“Really? Most people seem to think it’s one hell of a prize, at least until they get it.”
“That’s because people are afraid of death.”
“And you’re not?”
Stella shrugged. “Maybe . . . I’m a Wiccan, though. We look at death as part of a greater cycle, not as an end. It’s a doorway to whatever’s next. Besides, I can’t imagine living forever, watching everything else die and change . . .” She trailed off, realizing that she really, really needed to change the subject, given what Miranda had just been through. “But . . . at least the clothes are cool.”

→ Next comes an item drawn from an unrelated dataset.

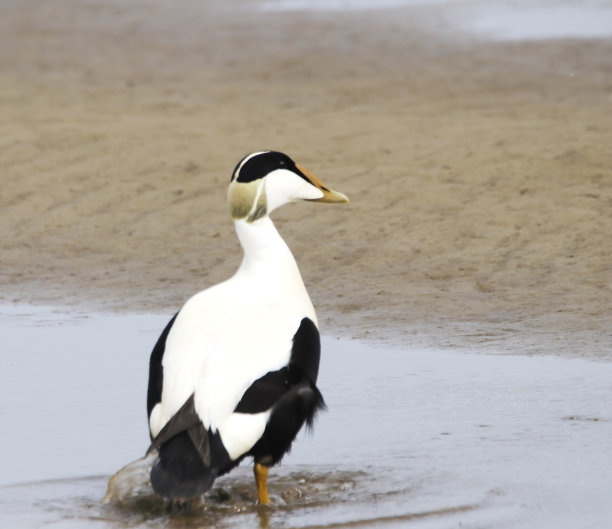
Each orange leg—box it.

Miranda raised an eyebrow, not fooled by her lame attempt at steering the conversation away from death, but said only, “Take the next left turn.”
They were heading deeper into the hills, and the road wound around like a snake, guiding them farther and farther from the city. Stella began to feel a creeping sense of unreality pricking her spine.
Out in the middle of nowhere in a car with a vampire . . . you are fucking brilliant, Stell.
She would never have seen the odd little unmarked turnoff that Miranda pointed out to her. It was so dark and the trees so dense it felt like they were in another world . . .
. . . until the trees opened out onto a wide valley cupped in the hands of the hills, and Stella caught sight of the magnificent house . . . no, mansion . . . no, that didn’t even cover it . . . at the end of the long, circular drive.
“Holy shit,” Stella breathed. She heard Miranda chuckle.
It was hard to really get an idea of what the place looked like. There were no lights anywhere, and the only real sense she got of its size was based on the enormity of the blackness where it blocked out the half moon’s light. It was gigantic, though, and she could see the edges of several other buildings behind it, all of them dark, like haunted houses, a ghost town.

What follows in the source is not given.